Reg McCabe puts the case for a faster Belfast-Dublin railway, with two stops, and predicts that a continental-style rail link is possible. The current service fails to compete with quicker road journeys.
On 20 October last, the North/South Ministerial Council (NSMC) transport sectoral meeting discussed progress on the Dublin-Belfast rail link including a submission jointly prepared by the Centre for Cross Border Studies and the Joint Business Council that dealt with future development of the service. NSMC officials were asked to discuss the issues raised with the two operating companies who will be invited to respond in a presentation to the next NSMC transport meeting, in February.
Ministers were informed of the intention of Northern Ireland Railways to provide an additional Enterprise halt at Lisburn, subject to provision of facilities. However, this would not be viewed as a welcome development from the perspective of users who are concerned at the lengthy journey time between Dublin and Belfast which now compares very poorly with the road option.
The joint submission argues for a different approach based on reducing the number of stops from four down to two which would reduce journey times by 15 minutes at no extra cost. The benefit to users of an additional stop is questionable, particularly as Lisburn is so close to Portadown. If this plan is adopted, the average gap between stations served in Northern Ireland will be reduced to only 12 miles, compared to 25 in the Republic.
The main thrust of the joint submission relates to the scope for securing short- term improvements which could deliver significant speed improvements at low cost. The long-term potential in terms of the development of a high speed continental-style service linking Belfast, Dublin and Cork is also addressed.
This opportunity is linked with development by 2020 of the Dublin rail interconnector tunnel linking Heuston and Connolly stations. This link will be electrified as its principal focus is on extension of the Dart service to Kildare. However it is critically important in terms of functionality that the ability to support high speed inter-city services be provided.
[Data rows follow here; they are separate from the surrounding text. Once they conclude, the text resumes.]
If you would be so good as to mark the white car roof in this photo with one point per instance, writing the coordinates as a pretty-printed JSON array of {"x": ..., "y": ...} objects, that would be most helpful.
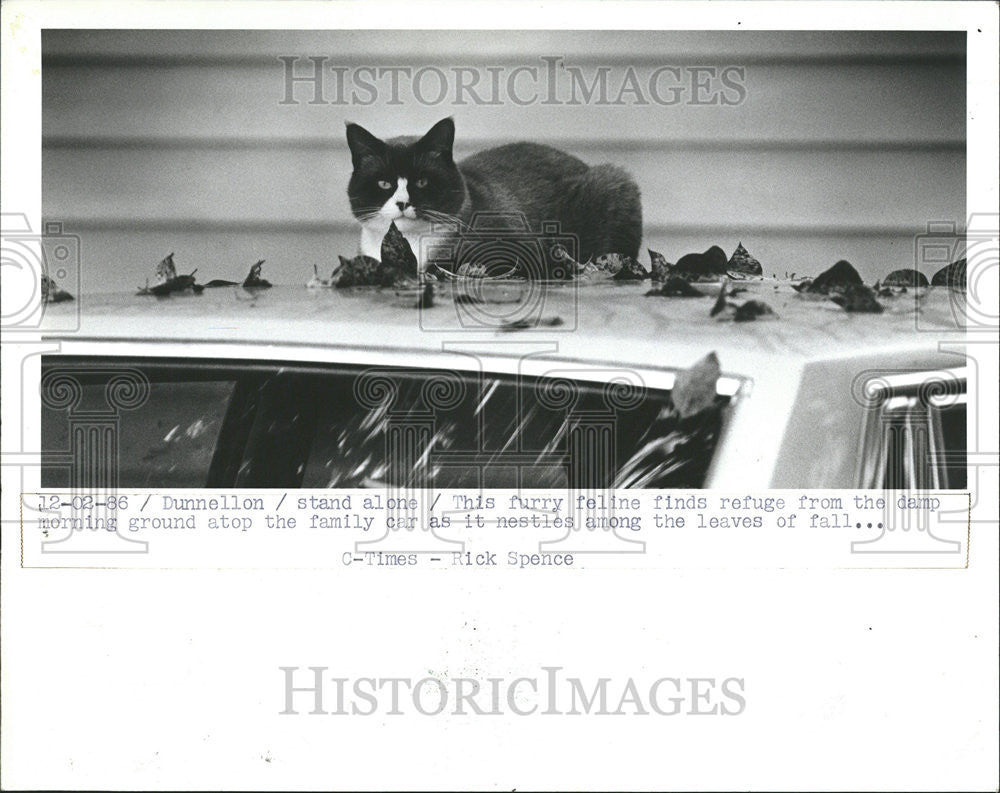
[{"x": 598, "y": 322}]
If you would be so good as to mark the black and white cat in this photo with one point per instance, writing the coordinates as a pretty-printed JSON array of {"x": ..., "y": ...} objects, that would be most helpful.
[{"x": 415, "y": 183}]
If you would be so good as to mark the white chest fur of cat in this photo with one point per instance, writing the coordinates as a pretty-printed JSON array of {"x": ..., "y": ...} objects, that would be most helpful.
[{"x": 400, "y": 211}]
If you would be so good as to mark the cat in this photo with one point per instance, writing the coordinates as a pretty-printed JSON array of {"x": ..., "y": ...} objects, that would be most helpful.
[{"x": 416, "y": 184}]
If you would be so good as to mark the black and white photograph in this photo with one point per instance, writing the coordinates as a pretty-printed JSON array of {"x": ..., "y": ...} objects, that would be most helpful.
[
  {"x": 500, "y": 395},
  {"x": 311, "y": 241}
]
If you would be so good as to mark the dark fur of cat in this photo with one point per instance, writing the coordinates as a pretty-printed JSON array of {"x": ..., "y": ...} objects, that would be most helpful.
[{"x": 415, "y": 183}]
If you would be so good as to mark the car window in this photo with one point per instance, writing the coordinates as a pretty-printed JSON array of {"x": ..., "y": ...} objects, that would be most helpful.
[
  {"x": 166, "y": 441},
  {"x": 261, "y": 425},
  {"x": 914, "y": 435}
]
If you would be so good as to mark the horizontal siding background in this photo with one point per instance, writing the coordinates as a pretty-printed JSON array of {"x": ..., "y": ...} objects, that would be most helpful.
[{"x": 846, "y": 145}]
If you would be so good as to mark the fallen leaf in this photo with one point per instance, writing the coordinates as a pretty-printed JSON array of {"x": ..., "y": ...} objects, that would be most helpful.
[
  {"x": 953, "y": 275},
  {"x": 524, "y": 324},
  {"x": 253, "y": 279},
  {"x": 751, "y": 309},
  {"x": 675, "y": 287},
  {"x": 660, "y": 266},
  {"x": 742, "y": 262},
  {"x": 857, "y": 298},
  {"x": 397, "y": 253},
  {"x": 51, "y": 293},
  {"x": 695, "y": 388}
]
As pointed out by the IBEC-CBI Joint Business Council submission, the long- term trend of strong growth in cross- border road traffic, combined with rail usage figures, would appear to indicate that the Dublin-Belfast rail line’s share of cross-border trips is being eroded. Ongoing improvements on the M1 road corridor seem set to reduce journey time and increase the attractiveness of the journey by road further.
There is growing concern that the rail line is becoming less efficient and punctual, in part due to the ageing rolling stock and losing customers as a consequence. The collapse of the Malahide rail viaduct in August 2009 – followed by a three-month closure – cast a harsh light on the line’s safety standards.
As a result, a group of regular users of the service and interested organizations came together for two seminars in Belfast and Dublin in March and May 2010 (at which Iarnród Éireann and Translink were also represented) to highlight both the key issues which need immediate attention to prevent the further deterioration of the service and the potential for future development.
The Dublin-Belfast rail link currently falls significantly short of a modern inter-city rail service. There are only eight trains each way per day. These take two hours 10-15 minutes end-to-end. There are also long gaps between services during key parts of the day which is a significant disincentive for business or regular travellers, as is a timetable without any arrival times before 9am in Dublin or 9.45am in Belfast.
In this sense, the service compares unfavourably with both the Dublin-Cork line, which has an hourly service, and indeed all other major lines into Dublin which have at least one train arriving in Dublin before 9am.
There is a particular issue of Enterprise trains approaching Dublin having to slot in behind DART suburban services because of the limited track available, usually arriving 10-15 minutes late as a result. Thus a poorly timetabled two-hourly service and frequent punctuality issues combine to produce a service which is unacceptable, particularly from a business point of view.
The next NSMC transport meeting is scheduled for February.